I don’t know why, but my heart starts to pound. They overwhelm me somehow, those guys in masks, in black, dusty uniforms. It’s not what they say exactly, that’s nothing new, it’s the kind of thing you’ve heard people harping about in the square for a hundred years. But that’s just it, the guys in this film aren’t just whining, they’re doing something. They speak Swedish just like I do, they’re like me. Except they’re sitting in the dirt in Syria, with their guns and black uniforms, maybe just came back from a battle. I’m watching this from out of the corner of my eye the whole time. The Islamic State and the war, the suffering in Syria, our brothers and sisters are suffering. We all think it when we see the images flit by. This hell, created by al-Assad and the Jews and the Americans and the Swedes and all of them. Everything they do to hold us down, to humiliate us, putting us in camps or into fucking ghettos, forcing us to be like them, and then not even that helps. Not even when we learn all the words and sing better than anyone else, not even then does the concrete release its grip on us. My heart won’t stop pounding.

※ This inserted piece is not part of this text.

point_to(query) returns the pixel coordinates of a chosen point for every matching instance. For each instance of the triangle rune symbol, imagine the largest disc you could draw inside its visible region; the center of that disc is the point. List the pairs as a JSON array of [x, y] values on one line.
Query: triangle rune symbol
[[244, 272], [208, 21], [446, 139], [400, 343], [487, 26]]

“Ey, Amirat,” I say. “I’m done for the night, yao. Pretty fuckin’ tired.”
*
After we hang up, I sneak out into the living room, grab the laptop, and crawl back into bed. I play the video again. It’s not the first time I’ve seen this kind of video, but it’s the first time I’ve seen one in Swedish, and there’s something in that shuno’s voice, something so earnest, so sincere, so genuine. He says he hopes to die out there in the dirt, hopes Allah will take him. He hopes he will have the chance to serve Allah well first, to help as many Muslims as he can, to build the State one battle at a time. And there’s something about his eyes underneath that ski mask. They’re neither angry nor accusatory, just sad, honest, and sincere. They want something, those eyes, something bigger and better. Those eyes radiate a force that cuts or burns through all this bullshit and concrete. Those eyes make my heart beat faster, and my thoughts fly in directions I didn’t know they could.
I keep clicking, searching for Swedes in Syria on YouTube and Facebook. I can’t believe I never have before. There are stories, you hear about it in Bergort, legends, brothers who went down there. Nobody knows how, they just packed up and left late one night. Just a message a few weeks later to their family about Allah and making sacrifices. But it’s always seemed daunting, and has always been brothers on the outskirts, brothers you don’t know, who kept to themselves and then—boom—they’re gone, just tall tales and ghost stories, not real.
But now I look around the room, heart still racing. It’s as if something is stuck in my head, something that pushes and squeezes itself into the solitude that has been there for months, for years, since you disappeared, since I forced you to go away, since I ratted out the brothers and became an outcast.
I look at your bed, which is still there just a few yards away, still made, as if it’s waiting for you, as if you might come back at any time. But I know now. I know you’re never coming back. I stare at the gray wallpaper with white squares where posters of Messi used to hang, team pictures of Barcelona, the Pirate Tapes logo. All things that have been torn down now, all things that I tore down, tore into tiny pieces. Because I have never ever been able to leave anything whole.
There’s a TV in here and a PlayStation console, video games and socks and underpants covering the floor. Gray light, a sun that keeps sinking, yellow light from streetlamps outside, concrete and gray. There’s nothing here.
It’s as if I see my own life through that jihadist’s eyes. See how poor and empty my life is, how utterly useless. Just waking up and going to sleep. Just the same thing over and over again, the same emptiness.
Everything is nothing, nothing, nothing.
And it fills me up now more than ever. An emptiness that allows me no space, no room, which encloses me from the inside and out. I sink into it like a diving bell, black and heavy and completely alone. It’s as if my brain embraces the full extent of something no one should be allowed to understand: nothing matters.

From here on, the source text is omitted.